The move will affect unauthorised products pushed by authorised firms.
A separate move is under way to bring some crypto assets under FCA regulation.
City Minister John Glen MP published consultations on the proposals this week.
The move comes after the London Capital & Finance mini-bond debacle which saw more than 11,000 investors lose more than £230m after they invested in products seemingly not covered fully by FCA regulation. The Treasury consultation on financial promotions says: “The FCA has identified a number of cases of authorised firms failing to satisfy its requirements in approving the financial promotions of unauthorised persons.”
LCF was an authorised firm but some of its investments and savings products were potentially outside the scope of regulation and compensation schemes. The FSCS is currently considering compensation for investors and the Treasury has ordered the FCA to carry out an independent investigation led by led by Dame Elizabeth Gloster, which is due to report by September.
Mr Glen launched two consultations this week.

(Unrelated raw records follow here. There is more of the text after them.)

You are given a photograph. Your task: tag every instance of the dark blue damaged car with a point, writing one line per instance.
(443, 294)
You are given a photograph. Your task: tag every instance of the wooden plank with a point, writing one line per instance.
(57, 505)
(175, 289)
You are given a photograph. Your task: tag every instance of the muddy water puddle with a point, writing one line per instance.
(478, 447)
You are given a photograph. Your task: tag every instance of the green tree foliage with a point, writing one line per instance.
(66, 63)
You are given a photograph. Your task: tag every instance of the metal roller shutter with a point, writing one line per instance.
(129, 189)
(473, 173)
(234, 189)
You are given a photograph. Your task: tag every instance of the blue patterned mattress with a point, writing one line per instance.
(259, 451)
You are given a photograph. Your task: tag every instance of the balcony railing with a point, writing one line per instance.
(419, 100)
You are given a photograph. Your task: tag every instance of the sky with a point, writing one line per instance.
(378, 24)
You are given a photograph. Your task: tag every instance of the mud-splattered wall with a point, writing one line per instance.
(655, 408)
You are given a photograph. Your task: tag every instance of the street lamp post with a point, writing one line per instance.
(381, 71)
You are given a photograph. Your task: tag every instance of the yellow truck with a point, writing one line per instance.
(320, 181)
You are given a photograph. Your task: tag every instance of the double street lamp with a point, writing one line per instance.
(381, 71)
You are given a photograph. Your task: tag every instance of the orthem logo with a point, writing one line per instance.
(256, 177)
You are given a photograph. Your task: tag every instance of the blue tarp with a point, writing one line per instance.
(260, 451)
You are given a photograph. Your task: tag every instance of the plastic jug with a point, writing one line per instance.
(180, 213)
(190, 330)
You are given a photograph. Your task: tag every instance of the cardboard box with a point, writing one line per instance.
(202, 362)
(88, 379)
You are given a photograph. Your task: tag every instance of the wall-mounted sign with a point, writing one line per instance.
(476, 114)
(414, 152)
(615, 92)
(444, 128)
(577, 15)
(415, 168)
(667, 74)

One proposes increasing the oversight of financial promotions issued by unauthorised firms and the other would bring the promotion of certain types of crypto-assets under FCA regulation for the first time.
John Glen, Economic Secretary to the Treasury & City Minister, said: “If adverts by unauthorised firms are misleading, or don’t fully outline the risks, then people can end up losing money. That’s why we want to put more protections in place around such financial promotions, including the promotion of cryptoassets, while continuing to ensure people have access to a wide range of products on the market.”

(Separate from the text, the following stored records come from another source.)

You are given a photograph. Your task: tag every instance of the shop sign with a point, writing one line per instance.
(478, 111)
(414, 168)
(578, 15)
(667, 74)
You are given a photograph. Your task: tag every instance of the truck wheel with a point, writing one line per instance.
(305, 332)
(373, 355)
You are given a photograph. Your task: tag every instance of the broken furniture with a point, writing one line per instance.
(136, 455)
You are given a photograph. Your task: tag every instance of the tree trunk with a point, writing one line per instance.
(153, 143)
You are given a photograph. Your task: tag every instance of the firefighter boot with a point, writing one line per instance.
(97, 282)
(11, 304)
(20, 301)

At present if an unauthorised firm wants to promote a particular financial product, it needs to get that promotion approved by any authorised firm.

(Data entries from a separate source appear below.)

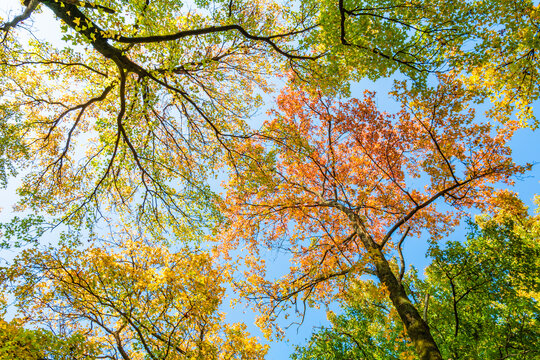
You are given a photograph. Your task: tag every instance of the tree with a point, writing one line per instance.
(24, 344)
(334, 183)
(130, 297)
(135, 103)
(482, 303)
(133, 112)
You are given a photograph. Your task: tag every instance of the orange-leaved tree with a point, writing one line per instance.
(339, 185)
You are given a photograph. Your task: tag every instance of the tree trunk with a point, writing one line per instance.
(417, 328)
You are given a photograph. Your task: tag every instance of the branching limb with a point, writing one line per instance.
(401, 258)
(31, 5)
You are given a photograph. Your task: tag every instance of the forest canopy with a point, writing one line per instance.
(118, 123)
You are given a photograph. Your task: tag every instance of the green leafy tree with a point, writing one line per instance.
(480, 298)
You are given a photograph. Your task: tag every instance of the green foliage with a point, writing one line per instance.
(483, 301)
(19, 343)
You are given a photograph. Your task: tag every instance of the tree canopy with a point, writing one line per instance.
(480, 298)
(128, 112)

But with a huge range of products on the market, the government believes that this no longer provides a strong enough safeguard.
The financial promotion proposals would mean that authorised firms would have to obtain “specific FCA consent” to approve the promotions of unauthorised firms. This would mean the FCA can impose stronger scrutiny on firms to help ensure promotions are “clear, fair, and not misleading.”
The promotion of crypto-assets is currently unregulated, but their proliferation, and the fact they are often targeted towards retail investors, underscores the importance of promotions being candid about the risks involved, says the Treasury.
The FCA recently released data suggesting that 2.6m UK investors had put money into crypto-assets.
Both consultations will run until 25 October.